Police tracked the attacker to Philadelphia commuter rail station approximately four miles from the store and took him into custody. According to a police spokesperson, Macy’s regularly employs off-duty police as extra security, but no off-duty police were working at the time of the incident.

The incident underscores both the dangerous nature of frontline security work and the need for increased retail security during the holiday season.

The primary way to mitigate the dangers security officers face daily is ensuring they are well-trained in the latest situational awareness and de-escalation techniques, which is underpinned by recent discoveries in neuroscience.

“Intentionally using—and changing—our brains enhances the ways security professionals can keep those we serve secure,” security expert Diana Concannon wrote in Security Management. “Doing so repeatedly leverages the brain’s neuroplasticity and builds new neurocircuitry that wires us to respond rather than react to the situations we face.”

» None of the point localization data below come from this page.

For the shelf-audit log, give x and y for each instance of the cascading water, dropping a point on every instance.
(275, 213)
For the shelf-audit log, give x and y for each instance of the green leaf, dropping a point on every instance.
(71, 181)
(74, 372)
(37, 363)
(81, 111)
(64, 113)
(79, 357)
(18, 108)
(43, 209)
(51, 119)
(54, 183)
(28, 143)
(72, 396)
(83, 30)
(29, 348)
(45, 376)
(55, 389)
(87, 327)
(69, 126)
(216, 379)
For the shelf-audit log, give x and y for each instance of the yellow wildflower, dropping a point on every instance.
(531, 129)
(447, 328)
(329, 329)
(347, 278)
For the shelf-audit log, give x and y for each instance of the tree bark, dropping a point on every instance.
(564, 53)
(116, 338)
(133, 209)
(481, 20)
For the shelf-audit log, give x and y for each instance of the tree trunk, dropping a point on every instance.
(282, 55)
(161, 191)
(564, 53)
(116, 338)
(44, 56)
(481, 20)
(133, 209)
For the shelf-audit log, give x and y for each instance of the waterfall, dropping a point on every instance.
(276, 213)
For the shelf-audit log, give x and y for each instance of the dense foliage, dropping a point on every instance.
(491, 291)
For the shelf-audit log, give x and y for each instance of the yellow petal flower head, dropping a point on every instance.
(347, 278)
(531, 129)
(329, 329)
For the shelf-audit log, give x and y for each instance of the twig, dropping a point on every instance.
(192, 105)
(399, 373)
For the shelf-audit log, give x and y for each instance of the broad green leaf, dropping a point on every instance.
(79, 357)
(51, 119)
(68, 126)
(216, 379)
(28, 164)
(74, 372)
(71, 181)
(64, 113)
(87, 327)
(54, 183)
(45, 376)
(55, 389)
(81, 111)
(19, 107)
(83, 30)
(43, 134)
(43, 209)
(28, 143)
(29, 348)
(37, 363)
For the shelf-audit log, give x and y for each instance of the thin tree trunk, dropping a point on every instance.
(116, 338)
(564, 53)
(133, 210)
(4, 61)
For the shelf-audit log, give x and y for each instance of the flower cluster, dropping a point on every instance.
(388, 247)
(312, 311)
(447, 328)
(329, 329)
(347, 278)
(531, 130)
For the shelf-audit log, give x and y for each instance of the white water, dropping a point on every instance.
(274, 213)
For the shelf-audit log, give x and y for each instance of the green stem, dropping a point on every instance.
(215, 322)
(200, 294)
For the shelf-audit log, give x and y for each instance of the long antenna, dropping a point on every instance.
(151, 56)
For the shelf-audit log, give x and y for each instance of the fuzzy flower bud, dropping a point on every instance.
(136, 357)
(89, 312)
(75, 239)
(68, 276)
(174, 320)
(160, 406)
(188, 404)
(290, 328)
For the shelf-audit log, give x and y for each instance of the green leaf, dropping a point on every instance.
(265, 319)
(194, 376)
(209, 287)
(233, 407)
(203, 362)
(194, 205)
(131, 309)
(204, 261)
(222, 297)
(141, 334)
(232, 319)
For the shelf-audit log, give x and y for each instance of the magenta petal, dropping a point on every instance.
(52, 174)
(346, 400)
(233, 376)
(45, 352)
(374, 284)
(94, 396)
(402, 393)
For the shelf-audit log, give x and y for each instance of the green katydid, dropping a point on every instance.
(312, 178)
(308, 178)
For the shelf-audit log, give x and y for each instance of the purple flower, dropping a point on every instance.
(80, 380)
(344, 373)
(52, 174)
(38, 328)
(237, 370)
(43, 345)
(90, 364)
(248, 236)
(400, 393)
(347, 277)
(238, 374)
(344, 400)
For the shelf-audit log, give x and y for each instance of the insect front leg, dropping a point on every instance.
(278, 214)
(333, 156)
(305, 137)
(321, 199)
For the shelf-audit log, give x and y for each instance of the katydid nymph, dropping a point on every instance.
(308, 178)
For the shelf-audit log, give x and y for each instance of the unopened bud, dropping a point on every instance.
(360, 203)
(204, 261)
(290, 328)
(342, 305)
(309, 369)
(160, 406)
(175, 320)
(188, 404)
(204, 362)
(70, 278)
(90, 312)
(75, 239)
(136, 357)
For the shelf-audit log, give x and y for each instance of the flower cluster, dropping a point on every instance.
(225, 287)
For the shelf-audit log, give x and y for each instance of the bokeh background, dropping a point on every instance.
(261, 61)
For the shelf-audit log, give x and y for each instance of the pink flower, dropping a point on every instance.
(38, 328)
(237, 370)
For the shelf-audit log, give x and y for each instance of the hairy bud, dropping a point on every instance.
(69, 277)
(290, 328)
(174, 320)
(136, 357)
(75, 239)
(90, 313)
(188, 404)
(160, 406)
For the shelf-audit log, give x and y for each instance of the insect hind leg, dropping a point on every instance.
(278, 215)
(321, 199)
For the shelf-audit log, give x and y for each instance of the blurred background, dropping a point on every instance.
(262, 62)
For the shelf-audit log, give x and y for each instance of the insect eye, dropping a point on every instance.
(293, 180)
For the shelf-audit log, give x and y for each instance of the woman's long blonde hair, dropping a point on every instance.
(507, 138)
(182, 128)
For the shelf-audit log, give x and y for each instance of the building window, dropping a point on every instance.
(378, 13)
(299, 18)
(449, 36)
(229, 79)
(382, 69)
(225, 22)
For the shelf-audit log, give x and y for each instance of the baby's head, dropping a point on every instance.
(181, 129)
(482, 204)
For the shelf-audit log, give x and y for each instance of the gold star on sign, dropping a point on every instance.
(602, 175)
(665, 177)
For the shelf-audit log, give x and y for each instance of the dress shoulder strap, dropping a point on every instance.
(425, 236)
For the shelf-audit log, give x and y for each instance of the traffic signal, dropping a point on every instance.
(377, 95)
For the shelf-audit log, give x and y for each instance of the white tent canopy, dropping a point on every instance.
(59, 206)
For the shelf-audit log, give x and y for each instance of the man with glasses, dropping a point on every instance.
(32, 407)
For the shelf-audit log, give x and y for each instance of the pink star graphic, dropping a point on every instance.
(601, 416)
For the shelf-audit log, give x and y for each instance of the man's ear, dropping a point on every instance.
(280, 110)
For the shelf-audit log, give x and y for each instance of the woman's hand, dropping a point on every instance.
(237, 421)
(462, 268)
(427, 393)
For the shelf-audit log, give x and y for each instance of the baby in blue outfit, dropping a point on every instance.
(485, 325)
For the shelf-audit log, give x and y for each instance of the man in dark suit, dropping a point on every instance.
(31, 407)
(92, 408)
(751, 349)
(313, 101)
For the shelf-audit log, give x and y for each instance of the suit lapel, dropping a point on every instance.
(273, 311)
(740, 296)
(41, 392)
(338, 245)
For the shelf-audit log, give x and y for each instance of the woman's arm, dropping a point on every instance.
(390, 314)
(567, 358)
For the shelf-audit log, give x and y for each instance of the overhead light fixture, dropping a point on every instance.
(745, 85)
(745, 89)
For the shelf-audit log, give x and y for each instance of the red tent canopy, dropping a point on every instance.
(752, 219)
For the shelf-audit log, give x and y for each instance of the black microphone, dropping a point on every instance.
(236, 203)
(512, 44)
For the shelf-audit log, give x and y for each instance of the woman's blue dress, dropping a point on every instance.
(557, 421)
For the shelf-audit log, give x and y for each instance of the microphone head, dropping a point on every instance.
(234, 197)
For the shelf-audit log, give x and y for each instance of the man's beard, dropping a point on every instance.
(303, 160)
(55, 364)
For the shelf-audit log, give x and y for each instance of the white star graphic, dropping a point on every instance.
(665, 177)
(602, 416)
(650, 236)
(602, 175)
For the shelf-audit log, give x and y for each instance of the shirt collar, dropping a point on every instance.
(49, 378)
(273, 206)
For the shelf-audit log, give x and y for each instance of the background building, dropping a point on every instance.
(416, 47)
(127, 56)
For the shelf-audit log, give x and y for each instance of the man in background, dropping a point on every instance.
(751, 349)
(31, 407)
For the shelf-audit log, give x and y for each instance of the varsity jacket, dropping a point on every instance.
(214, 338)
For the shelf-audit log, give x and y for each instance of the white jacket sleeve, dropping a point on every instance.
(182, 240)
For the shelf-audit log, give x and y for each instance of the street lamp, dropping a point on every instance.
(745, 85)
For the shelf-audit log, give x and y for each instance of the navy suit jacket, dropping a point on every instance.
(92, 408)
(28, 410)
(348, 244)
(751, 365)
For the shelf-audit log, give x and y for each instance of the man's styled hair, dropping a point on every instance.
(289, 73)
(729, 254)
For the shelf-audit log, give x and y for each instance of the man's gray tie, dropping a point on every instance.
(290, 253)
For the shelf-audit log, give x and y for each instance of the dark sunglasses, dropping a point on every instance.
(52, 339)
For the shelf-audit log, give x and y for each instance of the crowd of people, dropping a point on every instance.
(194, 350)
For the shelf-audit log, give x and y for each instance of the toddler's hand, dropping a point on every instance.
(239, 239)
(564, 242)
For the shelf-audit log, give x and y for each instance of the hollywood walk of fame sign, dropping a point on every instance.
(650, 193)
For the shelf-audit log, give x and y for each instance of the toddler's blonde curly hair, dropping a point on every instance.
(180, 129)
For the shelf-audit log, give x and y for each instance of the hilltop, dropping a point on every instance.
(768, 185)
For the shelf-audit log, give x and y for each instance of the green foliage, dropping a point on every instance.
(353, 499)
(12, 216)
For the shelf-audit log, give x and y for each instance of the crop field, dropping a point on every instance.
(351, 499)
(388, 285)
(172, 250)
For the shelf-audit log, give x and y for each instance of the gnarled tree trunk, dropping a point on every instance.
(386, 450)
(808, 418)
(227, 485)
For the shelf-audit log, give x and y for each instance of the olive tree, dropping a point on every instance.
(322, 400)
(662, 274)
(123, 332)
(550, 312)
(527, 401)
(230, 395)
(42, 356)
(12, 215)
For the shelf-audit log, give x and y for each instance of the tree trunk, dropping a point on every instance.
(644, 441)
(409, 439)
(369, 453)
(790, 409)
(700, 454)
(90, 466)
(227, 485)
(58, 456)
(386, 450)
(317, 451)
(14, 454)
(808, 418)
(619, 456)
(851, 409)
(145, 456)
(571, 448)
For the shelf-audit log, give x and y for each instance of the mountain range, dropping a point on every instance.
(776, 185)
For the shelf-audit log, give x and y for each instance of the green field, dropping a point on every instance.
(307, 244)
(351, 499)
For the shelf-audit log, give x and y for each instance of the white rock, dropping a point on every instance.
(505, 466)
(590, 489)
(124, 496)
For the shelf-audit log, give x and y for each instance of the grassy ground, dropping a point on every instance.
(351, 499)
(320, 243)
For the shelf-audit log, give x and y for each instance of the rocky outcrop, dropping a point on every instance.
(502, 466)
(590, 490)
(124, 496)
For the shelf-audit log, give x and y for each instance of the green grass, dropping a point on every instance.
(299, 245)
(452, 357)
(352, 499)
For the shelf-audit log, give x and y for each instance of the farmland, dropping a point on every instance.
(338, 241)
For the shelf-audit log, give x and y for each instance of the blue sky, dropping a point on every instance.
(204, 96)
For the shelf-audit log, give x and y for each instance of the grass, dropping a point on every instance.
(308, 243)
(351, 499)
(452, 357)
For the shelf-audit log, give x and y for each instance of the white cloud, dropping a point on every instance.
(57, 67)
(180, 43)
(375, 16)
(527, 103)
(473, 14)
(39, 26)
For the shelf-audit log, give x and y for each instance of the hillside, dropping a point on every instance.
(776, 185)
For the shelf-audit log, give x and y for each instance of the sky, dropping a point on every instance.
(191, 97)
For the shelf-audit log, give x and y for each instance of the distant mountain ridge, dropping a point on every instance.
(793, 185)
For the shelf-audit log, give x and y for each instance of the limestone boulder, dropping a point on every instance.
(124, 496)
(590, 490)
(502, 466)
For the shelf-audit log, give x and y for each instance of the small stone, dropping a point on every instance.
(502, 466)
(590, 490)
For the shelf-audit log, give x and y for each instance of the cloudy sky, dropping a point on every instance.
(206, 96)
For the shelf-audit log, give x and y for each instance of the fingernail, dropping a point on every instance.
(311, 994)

There are times, however, when no amount of training will be able to prevent violent acts like the one that occurred in Philadelphia. In anticipation of such cases, it’s important for security professionals to be aware of the mental health toll that intense security situations take. Lining up strategies and resources and reinforcing them with security staff is an essential duty of security leadership.

As for increased security at retail, there are reports that retail theft is down, but incidents involving violence continue to increase. However, the 2023 decrease follows an upswing of retail theft in 2022, and the increasing prevalence of group-coordinated smash-and-grab tactics, which create frightening situations for both retail staff and customers.

The holiday season is intense for retailers, with longer hours, many more customers, and higher volumes in sales and thefts. Here is a short collection of ways retailers are approaching security this year:

  • San Diego police conduct safety meetings and increase presence in retail shopping districts.
  • Dolphin Mall in Miami employs extra security, including highly visible K-9 patrols.
  • Arapahoe County in Colorado also brings animals into the holiday security game with mounted patrols (presumably they patrol the area outside stores).
  • Beverly Hills continues to increase and fine-tune its use of drone security patrols.
  • Local police departments hit the press with tips on how people can stay personally safe and secure.
  • Grocery chain Lidl has outfitted staff with body cameras in the UK to combat shoplifting.
  • San Francisco, one of the U.S. cities where retail theft has increased, said it plans on vastly increasing police presence in shopping districts.
  • Increased cybersecurity is also necessary, Forbes reported, because cybercrime also increases during the holiday season.